The universe is full of an endless amount of amazing sights and astrology has taken my attention in the last few years.
From watching the Big Dipper rotate around the sky, to straining my eyes seeking out a shooting star, I love to spend hours just lying under the stars and attempting to photograph what I see.
Although I do not have a professional lens that can capture galaxies layered on top of each other because of the fact that the lenses cost more than a college semester, I still attempt to do my best with what I got.
My love for it started when I saw a huge influx of photos being posted on social media of the northern light and star patterns across Canada. I fell in love with the colours and the mix of depth and simplicity that astrophotography offers. Trying to find new photography projects is always on my mine and I saw this as a challenge.
Set out for the night I packed my car with too much equipment to drag through the dark, grabbed up a warm cup of Tim Horton’s coffee and picked up an old friend to find the darkest place possible.
With a little research done on how to compose a night time star photograph, we searched for a lake to use as light reflection to help show the northern lights. Driving up to the lake we noticed that other people had already made camp all along the sides trying to get the lucky chance to see and the finicky lights that dance through the sky.
Sad to say another attempt was classified as a loss since they did not come out in the time that we were there. But of course the cruel actions of mother nature refrained us from see them. 3 a.m. was when the lights were shining bright though the sky, mixing around the clusters of stars and mesmerizing the minds of spectators. Just not mesmerizing my mind. Which is most important.
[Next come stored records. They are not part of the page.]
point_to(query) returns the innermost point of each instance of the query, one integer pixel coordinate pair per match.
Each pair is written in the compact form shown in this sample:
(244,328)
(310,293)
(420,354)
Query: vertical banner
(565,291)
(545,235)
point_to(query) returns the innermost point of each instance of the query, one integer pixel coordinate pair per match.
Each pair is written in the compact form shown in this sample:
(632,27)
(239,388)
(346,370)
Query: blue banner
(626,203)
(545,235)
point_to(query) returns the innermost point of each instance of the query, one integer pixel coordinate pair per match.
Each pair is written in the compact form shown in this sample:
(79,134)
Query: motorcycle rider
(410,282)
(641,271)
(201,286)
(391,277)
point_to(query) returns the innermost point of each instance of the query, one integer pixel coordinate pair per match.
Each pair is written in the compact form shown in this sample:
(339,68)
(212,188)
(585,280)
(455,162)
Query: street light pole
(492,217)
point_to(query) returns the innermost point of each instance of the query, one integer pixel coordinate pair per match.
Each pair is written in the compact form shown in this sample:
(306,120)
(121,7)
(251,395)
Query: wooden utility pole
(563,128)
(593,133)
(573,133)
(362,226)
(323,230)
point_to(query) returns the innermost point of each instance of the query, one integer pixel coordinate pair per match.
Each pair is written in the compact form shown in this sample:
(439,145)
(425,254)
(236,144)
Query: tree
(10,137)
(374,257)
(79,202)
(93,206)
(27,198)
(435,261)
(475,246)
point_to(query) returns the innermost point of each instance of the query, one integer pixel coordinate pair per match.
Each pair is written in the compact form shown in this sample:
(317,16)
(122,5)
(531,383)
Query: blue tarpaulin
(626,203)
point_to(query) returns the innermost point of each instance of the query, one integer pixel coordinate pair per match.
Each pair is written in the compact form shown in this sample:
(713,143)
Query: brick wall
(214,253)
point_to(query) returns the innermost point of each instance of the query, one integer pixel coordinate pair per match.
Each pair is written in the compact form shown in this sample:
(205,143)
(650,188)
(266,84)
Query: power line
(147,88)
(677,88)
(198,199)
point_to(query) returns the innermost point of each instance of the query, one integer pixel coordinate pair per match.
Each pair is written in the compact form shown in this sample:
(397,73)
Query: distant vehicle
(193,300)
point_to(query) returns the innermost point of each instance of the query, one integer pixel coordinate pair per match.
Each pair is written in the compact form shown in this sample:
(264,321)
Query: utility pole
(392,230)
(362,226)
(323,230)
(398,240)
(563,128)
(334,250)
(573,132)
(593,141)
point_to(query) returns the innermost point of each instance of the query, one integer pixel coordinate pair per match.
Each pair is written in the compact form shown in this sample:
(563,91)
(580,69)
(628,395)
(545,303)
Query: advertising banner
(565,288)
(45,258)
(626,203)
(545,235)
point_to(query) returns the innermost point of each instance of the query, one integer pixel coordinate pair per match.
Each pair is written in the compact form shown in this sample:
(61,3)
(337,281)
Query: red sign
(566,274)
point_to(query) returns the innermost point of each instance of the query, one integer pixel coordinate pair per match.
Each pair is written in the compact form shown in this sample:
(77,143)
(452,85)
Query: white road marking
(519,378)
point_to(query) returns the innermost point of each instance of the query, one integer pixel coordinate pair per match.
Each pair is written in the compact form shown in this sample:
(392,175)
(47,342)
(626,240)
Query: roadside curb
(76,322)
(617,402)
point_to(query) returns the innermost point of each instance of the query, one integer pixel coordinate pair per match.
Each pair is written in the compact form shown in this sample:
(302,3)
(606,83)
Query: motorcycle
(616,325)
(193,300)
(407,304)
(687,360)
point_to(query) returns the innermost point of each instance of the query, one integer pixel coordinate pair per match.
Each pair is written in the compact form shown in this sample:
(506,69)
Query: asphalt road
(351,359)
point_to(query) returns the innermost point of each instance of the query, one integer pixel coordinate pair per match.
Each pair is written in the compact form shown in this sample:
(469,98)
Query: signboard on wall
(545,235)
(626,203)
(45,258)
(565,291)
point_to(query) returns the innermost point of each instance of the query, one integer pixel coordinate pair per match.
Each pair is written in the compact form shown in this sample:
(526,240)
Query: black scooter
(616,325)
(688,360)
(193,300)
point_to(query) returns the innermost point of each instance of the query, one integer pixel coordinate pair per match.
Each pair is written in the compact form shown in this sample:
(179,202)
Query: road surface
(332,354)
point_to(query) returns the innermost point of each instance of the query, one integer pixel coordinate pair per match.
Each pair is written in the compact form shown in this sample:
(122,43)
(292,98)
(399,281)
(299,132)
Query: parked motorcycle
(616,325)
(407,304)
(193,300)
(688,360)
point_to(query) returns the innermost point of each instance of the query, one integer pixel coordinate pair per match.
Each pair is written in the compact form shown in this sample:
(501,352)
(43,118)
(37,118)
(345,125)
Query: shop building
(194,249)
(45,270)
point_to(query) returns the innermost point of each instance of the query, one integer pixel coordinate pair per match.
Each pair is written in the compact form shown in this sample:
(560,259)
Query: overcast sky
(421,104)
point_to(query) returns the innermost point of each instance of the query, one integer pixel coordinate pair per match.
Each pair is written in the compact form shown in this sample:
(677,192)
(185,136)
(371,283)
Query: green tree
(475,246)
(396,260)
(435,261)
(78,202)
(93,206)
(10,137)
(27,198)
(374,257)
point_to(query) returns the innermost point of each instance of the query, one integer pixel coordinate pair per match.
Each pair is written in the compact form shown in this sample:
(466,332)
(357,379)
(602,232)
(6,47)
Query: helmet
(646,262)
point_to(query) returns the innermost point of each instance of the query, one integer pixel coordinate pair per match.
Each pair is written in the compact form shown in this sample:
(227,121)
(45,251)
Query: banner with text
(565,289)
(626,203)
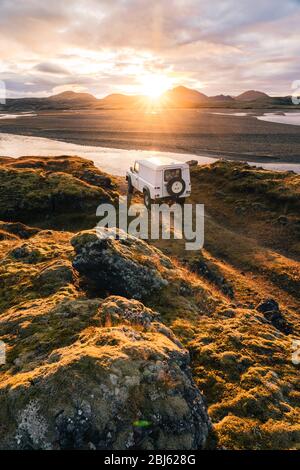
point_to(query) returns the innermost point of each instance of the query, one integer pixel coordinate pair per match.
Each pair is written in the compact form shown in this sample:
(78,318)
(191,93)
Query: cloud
(103,46)
(48,67)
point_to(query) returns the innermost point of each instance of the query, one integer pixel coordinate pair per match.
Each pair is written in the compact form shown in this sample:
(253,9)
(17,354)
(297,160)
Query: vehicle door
(135,175)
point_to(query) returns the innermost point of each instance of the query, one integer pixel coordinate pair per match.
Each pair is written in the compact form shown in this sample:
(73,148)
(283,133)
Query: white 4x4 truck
(160,178)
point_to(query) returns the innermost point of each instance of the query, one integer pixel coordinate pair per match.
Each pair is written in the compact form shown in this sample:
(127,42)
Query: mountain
(117,100)
(184,97)
(252,95)
(222,98)
(68,96)
(178,97)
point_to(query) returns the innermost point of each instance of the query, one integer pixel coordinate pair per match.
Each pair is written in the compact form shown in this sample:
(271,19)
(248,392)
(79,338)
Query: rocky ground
(118,344)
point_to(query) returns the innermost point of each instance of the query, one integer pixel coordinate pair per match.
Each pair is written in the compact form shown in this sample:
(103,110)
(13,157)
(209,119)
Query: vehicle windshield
(172,173)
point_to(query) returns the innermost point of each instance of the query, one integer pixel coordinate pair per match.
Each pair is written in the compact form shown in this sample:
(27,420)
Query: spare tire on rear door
(176,186)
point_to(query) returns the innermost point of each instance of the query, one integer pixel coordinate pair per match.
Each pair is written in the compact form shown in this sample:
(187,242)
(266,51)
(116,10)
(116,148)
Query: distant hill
(68,96)
(252,95)
(184,97)
(178,97)
(117,100)
(222,98)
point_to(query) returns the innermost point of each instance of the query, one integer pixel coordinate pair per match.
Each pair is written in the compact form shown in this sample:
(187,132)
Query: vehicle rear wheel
(129,186)
(147,198)
(181,201)
(176,187)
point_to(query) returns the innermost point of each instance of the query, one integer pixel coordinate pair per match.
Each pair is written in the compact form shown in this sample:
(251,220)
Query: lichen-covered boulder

As much as I love seeing photos of the sky’s across North America I would have loved even more If I was able to have some of those photos in my collection. I have to say nothing is more frustrating than leaving a night with no sight of the northern lights and waking up to see thirty people saying how amazing they were with a flood of incredible photographs.
But there will be a time for me to experience the beauty for the first time. Maybe I’m in the wrong place with the wrong people? Maybe it’s meant to be shared with someone special? Or the strongest possibility to mask my frustration, maybe I made mother nature mad because I haven’t been the nicest to her.
Whatever the reason I will still hunt out every once in a while to try and experience the northern lights. In the mean time I would say my astrophotography has improved and I’m not complaining with what I’ve seen and what I have captured.